La distancia...mi castigo?


La mía es relación a distancia... a mucha distancia, nos separan 12000 km. Pese a eso construimos a nuestro alrededor muchos deseos, ilusiones, metas, sueños.
Llevamos 9 meses juntos y espero que nos queden muchos más.
A veces no es fácil, pasan cosas que hacen que la confianza, por momentos se desvanezca, en ambos lados, y si discutimos  los dos nos vamos a dormir mal, y aunque al día siguiente tratemos hacer como que nada paso, son cosas que van resquebrajando la relación.
Cada mañana al despertar me digo  no te  "amargues" pensando cuanto durara esta relación o a donde te llevara. Quiero disfrutarla, vivirla todo lo que pueda con mis cinco sentidos, guardando cada instante  en la memoria, ya que cada noche al irme sola a la cama, cierro los ojos y recuerdo cada segundo, cada gesto, y me lleno de esa hermosa sensación de sentirme  su tesoro, su joya más preciada. Sentirme única.
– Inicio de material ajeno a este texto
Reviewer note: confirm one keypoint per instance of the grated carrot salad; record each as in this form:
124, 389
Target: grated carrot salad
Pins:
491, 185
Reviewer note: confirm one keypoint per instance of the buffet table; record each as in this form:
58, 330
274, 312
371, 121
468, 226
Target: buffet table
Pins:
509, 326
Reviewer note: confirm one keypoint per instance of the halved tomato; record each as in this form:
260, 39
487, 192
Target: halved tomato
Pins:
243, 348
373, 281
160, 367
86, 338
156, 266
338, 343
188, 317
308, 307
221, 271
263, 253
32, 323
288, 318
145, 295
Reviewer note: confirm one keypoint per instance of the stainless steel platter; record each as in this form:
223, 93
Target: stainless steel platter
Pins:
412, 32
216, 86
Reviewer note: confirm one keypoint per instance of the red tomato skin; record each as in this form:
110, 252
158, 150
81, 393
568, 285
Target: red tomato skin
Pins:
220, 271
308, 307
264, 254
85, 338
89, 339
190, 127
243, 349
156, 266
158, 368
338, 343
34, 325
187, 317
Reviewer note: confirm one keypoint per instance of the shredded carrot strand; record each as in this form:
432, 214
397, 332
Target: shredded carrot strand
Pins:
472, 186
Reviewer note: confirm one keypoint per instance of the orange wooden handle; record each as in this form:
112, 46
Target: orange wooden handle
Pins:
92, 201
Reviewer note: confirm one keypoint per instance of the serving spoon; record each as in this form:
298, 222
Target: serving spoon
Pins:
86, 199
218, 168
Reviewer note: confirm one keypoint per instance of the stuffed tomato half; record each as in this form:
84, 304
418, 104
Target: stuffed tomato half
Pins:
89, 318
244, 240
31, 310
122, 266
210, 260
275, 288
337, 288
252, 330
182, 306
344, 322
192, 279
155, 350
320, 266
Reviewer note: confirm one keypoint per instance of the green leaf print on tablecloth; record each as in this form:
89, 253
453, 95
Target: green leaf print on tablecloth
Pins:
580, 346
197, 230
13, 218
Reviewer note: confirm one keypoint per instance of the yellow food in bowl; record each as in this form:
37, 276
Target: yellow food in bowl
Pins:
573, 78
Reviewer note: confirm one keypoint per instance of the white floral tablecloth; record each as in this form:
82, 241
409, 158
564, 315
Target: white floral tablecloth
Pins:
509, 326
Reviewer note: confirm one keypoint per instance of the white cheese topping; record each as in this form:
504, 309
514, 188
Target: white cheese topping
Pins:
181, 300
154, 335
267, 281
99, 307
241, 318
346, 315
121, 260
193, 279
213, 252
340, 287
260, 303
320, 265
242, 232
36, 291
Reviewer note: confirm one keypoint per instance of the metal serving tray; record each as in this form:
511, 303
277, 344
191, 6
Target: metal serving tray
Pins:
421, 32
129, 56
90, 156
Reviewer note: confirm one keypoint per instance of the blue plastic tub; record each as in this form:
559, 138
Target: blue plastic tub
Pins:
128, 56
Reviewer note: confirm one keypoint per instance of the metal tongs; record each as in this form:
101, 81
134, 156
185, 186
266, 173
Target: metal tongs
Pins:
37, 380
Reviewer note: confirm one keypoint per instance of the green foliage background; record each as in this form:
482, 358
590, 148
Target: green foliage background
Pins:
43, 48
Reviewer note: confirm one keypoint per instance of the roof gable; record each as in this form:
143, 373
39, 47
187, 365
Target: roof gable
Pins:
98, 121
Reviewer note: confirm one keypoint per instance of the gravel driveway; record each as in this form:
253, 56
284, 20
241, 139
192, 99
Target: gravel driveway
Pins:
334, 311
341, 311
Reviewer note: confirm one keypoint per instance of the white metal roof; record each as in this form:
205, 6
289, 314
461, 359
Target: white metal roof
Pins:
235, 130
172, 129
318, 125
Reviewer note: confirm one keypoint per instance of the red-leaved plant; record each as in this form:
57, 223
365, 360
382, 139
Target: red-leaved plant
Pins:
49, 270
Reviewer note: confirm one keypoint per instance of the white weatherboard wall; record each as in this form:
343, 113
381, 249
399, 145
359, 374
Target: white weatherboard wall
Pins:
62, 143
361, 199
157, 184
¿Me sentiría más libre, feliz, plena si en lugar de mantener esta relación a distancia el fuera un Amo de mi país? No lo sé, porque la verdad es que en este momento  no me imagino con ningún otro Dueño.
Pero cada vez que pienso en este tema, acabo confundida y triste y como siempre decimos con Mi Señor Escorpión los patos se desalinean y hacen de las suyas y llegan las dudas, ¿merece realmente la pena este dolor que a veces me oprime el pecho, esta angustia, por la soledad que causa la distancia? Y me respondo “Imagino que sí”, aunque hay días en que no lo veo por mucho que mire...y quiero ponerle fin a todo.
Entonces llega ese mensaje de buenos días lleno de ternura y me arranca una sonrisa, que me ayuda a seguir esperando.
 Porque el BDSM, no es solo dolor, castigos, humillación, el BDSM no es solo el Amo y su mascota,  el BDSM es también permitirse ser hombre y mujer, y expresar los sentimientos que puedan surgir, el BDSM es también ternura, protección, amor.